While working at Ground Zero, Megan started Live From the WTC, a blog focused on economics, business, and cooking. She may or may not have been the first major economics blogger, depending on whether we are allowed to throw outlying variables such as Brad Delong out of the set. From there it was but a few steps down the slippery slope to freelance journalism. She has worked in various capacities for The Economist, where she wrote about economics and oversaw the founding of Free Exchange, the magazine's economics blog. She has also maintained her own blog, Asymmetrical Information, which moved to The Atlantic, along with its owner, in August 2007.

Megan holds a bachelor's degree in English literature from the University of Pennsylvania and an M.B.A. from the University of Chicago. After a lifetime as a New Yorker, she now resides in northwest Washington, D.C., where she is still trying to figure out what one does with an apartment larger than 400 square feet.

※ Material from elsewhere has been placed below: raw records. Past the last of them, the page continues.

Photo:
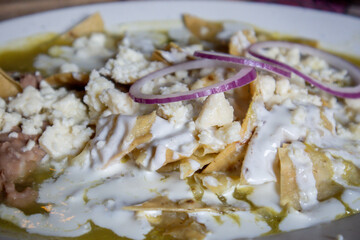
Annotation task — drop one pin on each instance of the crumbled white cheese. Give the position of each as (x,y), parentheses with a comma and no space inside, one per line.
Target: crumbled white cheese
(70,106)
(128,66)
(299,116)
(33,125)
(50,95)
(144,41)
(9,120)
(97,84)
(69,67)
(118,102)
(28,102)
(64,138)
(29,145)
(13,135)
(85,54)
(216,111)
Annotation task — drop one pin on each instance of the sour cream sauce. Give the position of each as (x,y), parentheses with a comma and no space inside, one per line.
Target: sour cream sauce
(87,192)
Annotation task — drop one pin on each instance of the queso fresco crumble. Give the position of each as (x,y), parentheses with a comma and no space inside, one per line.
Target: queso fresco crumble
(272,156)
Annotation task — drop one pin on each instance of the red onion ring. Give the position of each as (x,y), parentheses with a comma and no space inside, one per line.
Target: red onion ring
(343,92)
(243,77)
(242,61)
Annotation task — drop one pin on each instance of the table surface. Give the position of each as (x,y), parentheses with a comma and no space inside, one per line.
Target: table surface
(13,8)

The good old days weren't always good, and tomorrow ain't as bad as it seems

By Megan McArdle
Dec 19 2007, 7:09 PM ET Comment

As I believe Will Rogers once said, it ain't what we don't know that kills us; it's what we do know that ain't so. One of the reasons behind affection for the gold standard is the erroneous belief that during the era of the gold standard, the economy grew much faster than it does now.

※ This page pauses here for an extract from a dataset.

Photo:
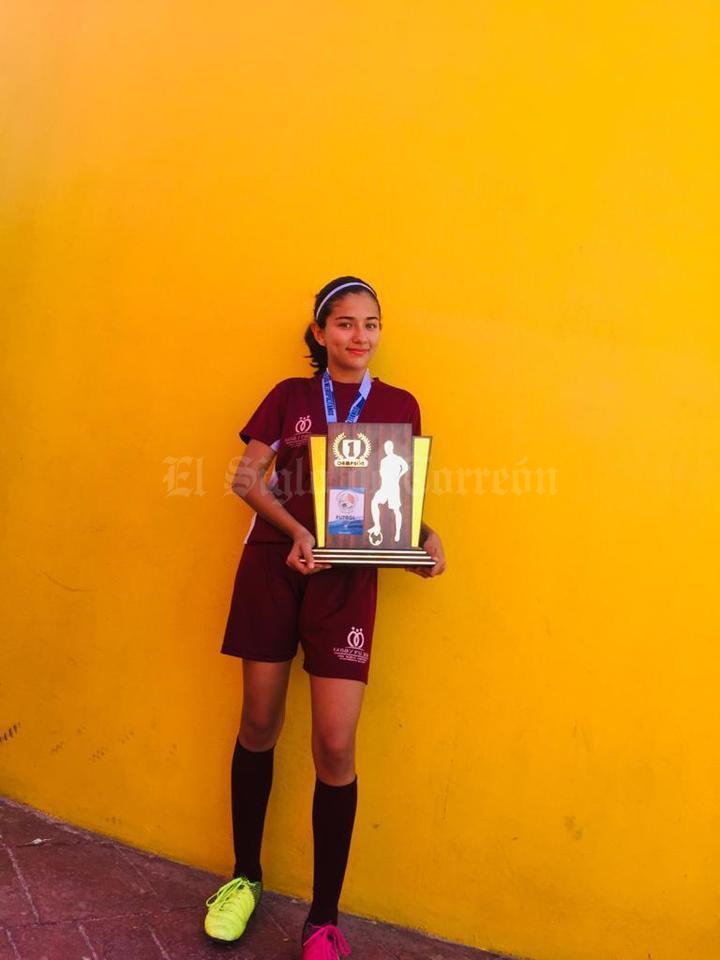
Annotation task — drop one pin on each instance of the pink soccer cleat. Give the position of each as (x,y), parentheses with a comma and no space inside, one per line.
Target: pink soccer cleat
(327,943)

Well, sometimes it did. It also shrank much faster than it does now. Under private or semi-private money, the economy tends to be much more volatile.

But on average, if you compare the two centuries, as I did using what primitive growth data we have for the 19th century, you'll see that there were spectacular years of China-style growth, but even more spectacular years of contraction. Recessions tended to be much longer, deeper, and more frequent than they are now.

But on average, the 20th century, with its Federal reserve and its fiat currency, grew not only more smoothly, but on average faster than the 19th. In 1800, real per-capita GDP was $1200 or thereabouts; at the turn of the 20th century, it was a little less than $5,000, a roughly fourfold increase. By comparison, between 1900 and 2000 real per-capita GDP went from $4,921 to $34,775, a sevenfold increase. Even if we chop off the first half of the 19th century, to put us squarely in the industrial revolution, 20th century growth still looks better. If fiat money is killing us economically, it's sure a slow-acting poison.